Sucrose (household sugar) should not be used. For this guide, we chose honey.
What is the best sugar to water ratio?
A ratio of 4% is best.
This equates to 4cc, 4ml, or 1 teaspoon of honey per 100ml of water.
A 3% to 5% ratio is fine, but be aware, too much sugar (10% and more) is harmful to mycelium.
A step-by-step guide to making your own mushroom liquid culture:
- Carefully measure and mix the sugar you choose with water in the jar. Warm water will help the sugar dissolve quickly, but it is optional.
- Put the lid on the jar.
- Cover the top of the jar with aluminum foil and put it in a pressure cooker.
- Cook at 15 psi for no longer than 15-20 minutes. Over-cooking the sugar will lead to caramelization, which will result in poor to no mycelium growth.
- Allow the pressure cooker to cool off naturally before removing the jar. Be careful. The jar will be very hot.
- Allow the jar and contents to reach room temperature.
- Add some mother culture to your liquid culture. (more on where you can buy your mother culture below).
If you are not using an airport jar, don’t remove the lid until you are ready to inoculate your substrate and replace the lid as soon as you are done. This will prevent airborne contaminants from entering the jar and ruining your mycelium.

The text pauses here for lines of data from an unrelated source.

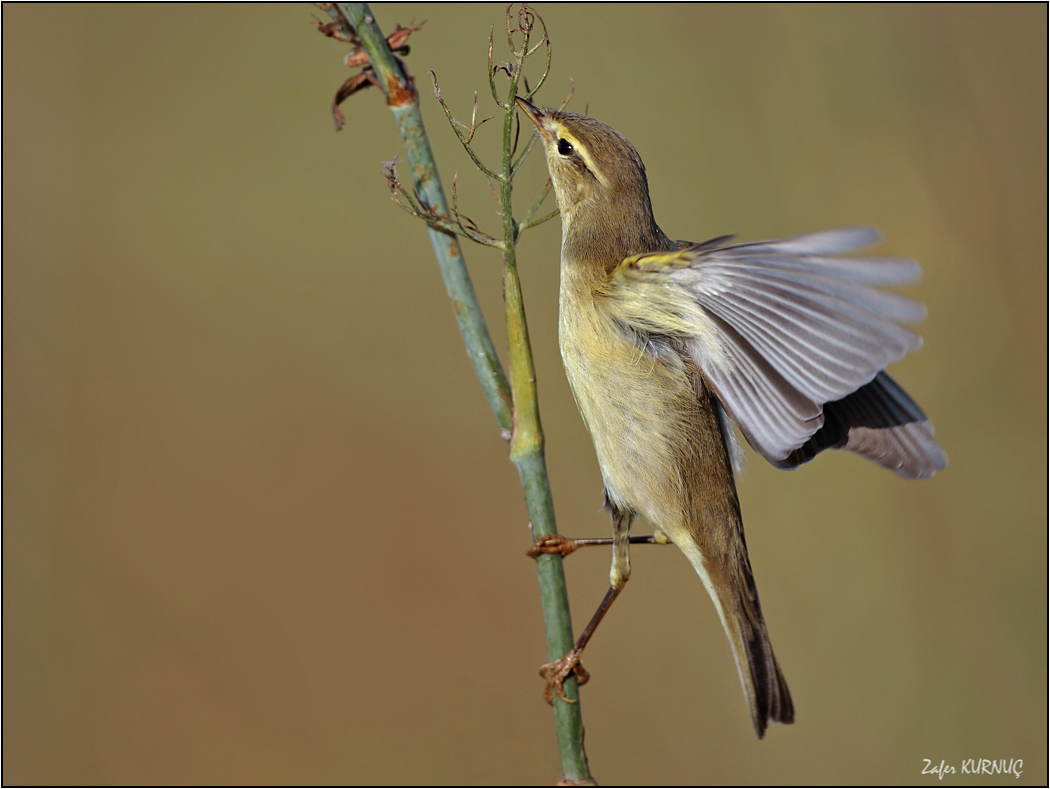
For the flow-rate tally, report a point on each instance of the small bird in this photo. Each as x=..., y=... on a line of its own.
x=666, y=343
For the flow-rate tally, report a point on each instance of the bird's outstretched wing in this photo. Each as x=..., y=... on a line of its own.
x=794, y=339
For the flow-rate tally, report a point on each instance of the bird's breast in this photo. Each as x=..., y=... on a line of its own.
x=648, y=414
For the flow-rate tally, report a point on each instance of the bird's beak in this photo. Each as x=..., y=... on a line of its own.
x=536, y=115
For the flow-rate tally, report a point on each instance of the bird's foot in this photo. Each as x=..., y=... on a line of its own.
x=557, y=671
x=553, y=543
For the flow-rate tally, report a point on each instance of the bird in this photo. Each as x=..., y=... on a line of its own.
x=667, y=345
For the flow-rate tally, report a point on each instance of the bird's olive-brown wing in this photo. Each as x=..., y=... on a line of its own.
x=794, y=338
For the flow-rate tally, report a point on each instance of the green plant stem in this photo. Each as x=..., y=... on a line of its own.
x=517, y=410
x=403, y=101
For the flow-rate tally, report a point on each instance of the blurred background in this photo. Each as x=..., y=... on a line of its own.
x=258, y=522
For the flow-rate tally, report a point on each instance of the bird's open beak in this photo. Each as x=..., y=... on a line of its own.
x=536, y=115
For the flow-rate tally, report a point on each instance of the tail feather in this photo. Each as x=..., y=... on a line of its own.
x=732, y=589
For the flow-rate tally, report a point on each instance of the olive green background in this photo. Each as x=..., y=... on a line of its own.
x=258, y=522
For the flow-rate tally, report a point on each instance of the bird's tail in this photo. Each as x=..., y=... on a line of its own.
x=728, y=579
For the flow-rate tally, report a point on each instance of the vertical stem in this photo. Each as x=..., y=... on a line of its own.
x=516, y=407
x=403, y=101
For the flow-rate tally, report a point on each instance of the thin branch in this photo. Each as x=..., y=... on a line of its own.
x=464, y=141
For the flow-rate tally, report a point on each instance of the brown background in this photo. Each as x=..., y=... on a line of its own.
x=258, y=523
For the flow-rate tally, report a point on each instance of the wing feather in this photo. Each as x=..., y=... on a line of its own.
x=793, y=339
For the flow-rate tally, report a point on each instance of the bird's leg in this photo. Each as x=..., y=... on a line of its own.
x=558, y=670
x=555, y=543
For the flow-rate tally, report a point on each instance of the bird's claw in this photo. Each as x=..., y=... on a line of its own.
x=553, y=543
x=557, y=671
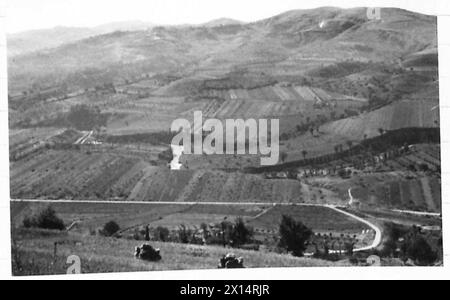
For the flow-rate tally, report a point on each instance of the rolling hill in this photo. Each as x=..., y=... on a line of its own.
x=294, y=42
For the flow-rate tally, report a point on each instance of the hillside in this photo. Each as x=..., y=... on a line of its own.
x=279, y=45
x=36, y=40
x=35, y=255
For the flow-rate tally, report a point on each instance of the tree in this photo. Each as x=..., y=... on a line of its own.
x=284, y=156
x=294, y=236
x=46, y=219
x=241, y=234
x=162, y=234
x=110, y=229
x=184, y=234
x=305, y=154
x=350, y=145
x=418, y=249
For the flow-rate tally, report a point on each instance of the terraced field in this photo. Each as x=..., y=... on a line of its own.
x=273, y=101
x=127, y=176
x=91, y=216
x=423, y=194
x=404, y=114
x=277, y=94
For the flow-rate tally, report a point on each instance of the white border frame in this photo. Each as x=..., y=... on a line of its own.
x=441, y=8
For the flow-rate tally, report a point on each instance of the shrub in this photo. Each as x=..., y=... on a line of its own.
x=162, y=234
x=110, y=229
x=241, y=234
x=294, y=236
x=46, y=219
x=418, y=249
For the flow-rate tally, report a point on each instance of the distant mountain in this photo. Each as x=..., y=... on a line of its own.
x=294, y=43
x=35, y=40
x=222, y=22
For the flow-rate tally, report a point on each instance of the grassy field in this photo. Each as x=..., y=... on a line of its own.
x=33, y=254
x=403, y=114
x=92, y=216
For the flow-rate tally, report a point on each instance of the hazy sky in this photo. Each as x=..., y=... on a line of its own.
x=36, y=14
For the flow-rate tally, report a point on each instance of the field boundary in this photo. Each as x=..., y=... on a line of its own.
x=375, y=244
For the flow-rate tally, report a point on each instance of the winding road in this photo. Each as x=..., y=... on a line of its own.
x=376, y=242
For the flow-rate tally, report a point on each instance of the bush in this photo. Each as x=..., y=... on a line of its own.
x=294, y=236
x=418, y=249
x=241, y=234
x=110, y=229
x=162, y=234
x=46, y=219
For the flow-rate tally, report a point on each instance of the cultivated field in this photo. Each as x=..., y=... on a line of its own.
x=33, y=254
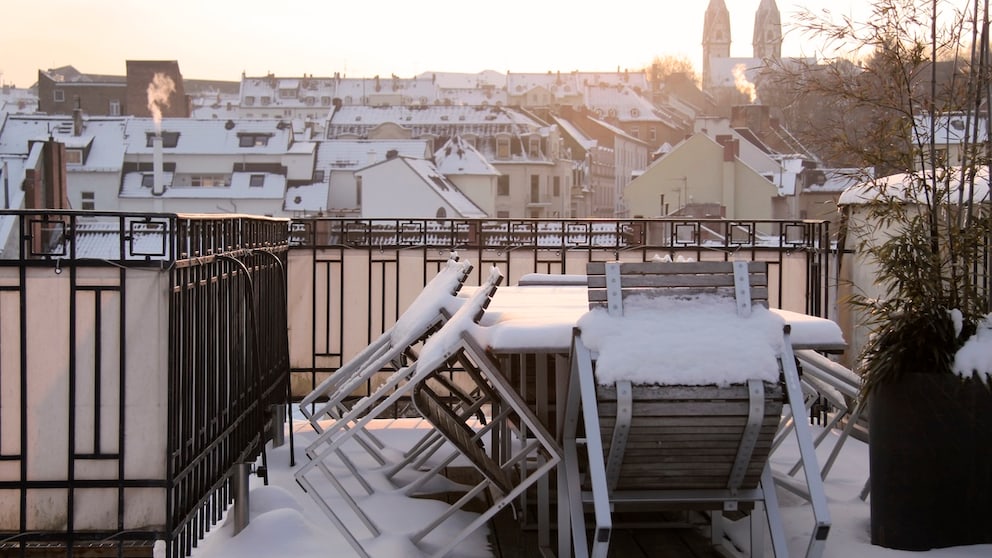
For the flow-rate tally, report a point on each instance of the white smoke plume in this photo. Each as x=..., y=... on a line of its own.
x=742, y=84
x=158, y=96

How to add mother culture to your liquid culture
Once your jars have cooled after being in the pressure cooker, you can add a few ccs of mother culture. Shake the mother culture briskly to break up the mycelium.
If you are using a syringe needle for the first time, it should be sterile. If not, use a lighter or candle to sterilize the needle by holding it in the flame until it is red hot. Careful now! Use an alcohol wipe to cool the needle down.
Insert the needle through the self-healing injection hole in your airport jar lid and inject 1 to 2ml of liquid culture into the jar. Repeat if you have more than one jar.
What to do with a jar of mushroom liquid culture
Simply leave it on the shelf and wait for it to grow. Most mushroom cultures grow best at around 77°F (25 °C). Any variation in this temperature will cause them to grow more slowly.
Do not disturb the jars for 4 to 5 days. During this time, the mycelium enters its growth stage, and you will see it grow as it consumes the sugar. After the initial resting period, you should swirl the culture every couple of days to break up the mycelium and introduce oxygen into the culture.
When the mycelium has grown and almost fills the jar, vigorously agitate the liquid culture to break the mycelium up as much as possible. When you are ready to inoculate your substrate, transfer the culture to agar, or share some with your friends, tilt the jar so that the liquid reaches the injection port and, with a sterile syringe and needle, suck the culture into the syringe until it’s full.